Dementsprechend verzichtete Michael bisher auf Sex. Ja, er verspüre Lust, doch "das ist eine Prüfung, die Gott mir auferlegt hat", wie Michael sagt. "Wenn die Menschen gegen die Gebote des Herrn verstoßen, wenn sie Sex haben, ohne verheiratet zu sein, wenn sie Abtreiben lassen, müssen sie das mit ihrem Gewissen ausmachen. Doch wenn sie ernsthaft bereuen, nimmt Gott sie in seiner unermeßlichen Liebe wieder auf."
"Und wenn sie nicht bereuen?" "Wer sind wir, sie zu richten?", fragt Michael zurück, schnappt sich die amerikanische Flagge und singt mit seinen Leuten "Born in the USA". Die Umstehenden freuen sich darüber.
Andere versuchen derweil in die Düsseldorfer Innenstadt zu gelangen. Marine Peloux ist heute 18 Jahre alt geworden und will noch feiern. "Feiern, tanzen, Leute kennen lernen". Sie sieht ihre Freundin Clementine an und ergänzt: "Und Spaß haben." Sie glaubt an Jesus Christus, hat "ihn fest im Herzen", schätzt auch das Spirituelle, das ihr die Kirche gebe, aber die Sexualmoral teilt sie nicht. Marine sagt, daß es gut sei, Abtreibungen verhindern zu wollen, daß man sich dann aber für Prävention einsetzen müsse, Enthaltsamkeit käme auch auf dem Weltjugendtag für sie nicht in Frage. "Ich bin keine Schlampe, wenn ich mit jemandem schlafe und lasse mir das auch von keinem einreden." Marine sagt, sie sei noch Jungfrau. "Aber mit dem Papst hat das genau so wenig zu tun, wie es der Verlust meiner Jungfräulichkeit hätte."
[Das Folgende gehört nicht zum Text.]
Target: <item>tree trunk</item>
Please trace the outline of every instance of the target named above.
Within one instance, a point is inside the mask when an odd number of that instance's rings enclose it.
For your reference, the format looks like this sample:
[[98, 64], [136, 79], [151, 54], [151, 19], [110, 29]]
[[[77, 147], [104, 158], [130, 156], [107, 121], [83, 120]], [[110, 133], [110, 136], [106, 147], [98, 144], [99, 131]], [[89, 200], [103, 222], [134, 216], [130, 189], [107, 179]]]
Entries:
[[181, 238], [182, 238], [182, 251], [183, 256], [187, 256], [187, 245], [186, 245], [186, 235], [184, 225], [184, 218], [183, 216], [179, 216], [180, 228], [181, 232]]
Die Arena leert sich. Zehntausende ziehen in ihre Zeltlager, Schulen, Turnhallen. Yousif Hannam-Micha, Tamara Hannally und ihr Bruder Nabim sind darunter. Sie kommen aus dem Irak. Der Sex sei nicht entscheidend, sagt die 20jährige Tamara. Sie ist immer von ihren muslimischen Freundinnen für ihr Christ-Sein immer beneidet worden: "Weil mir mein Bruder nicht vorschreiben kann, was ich zu tun habe. Mein Glaube gibt mir Freiheit." Nabim schüttelt erst den Kopf, bekommt dann einen warnenden Blick von ihr: "Sie muß es selbst wissen", sagt er.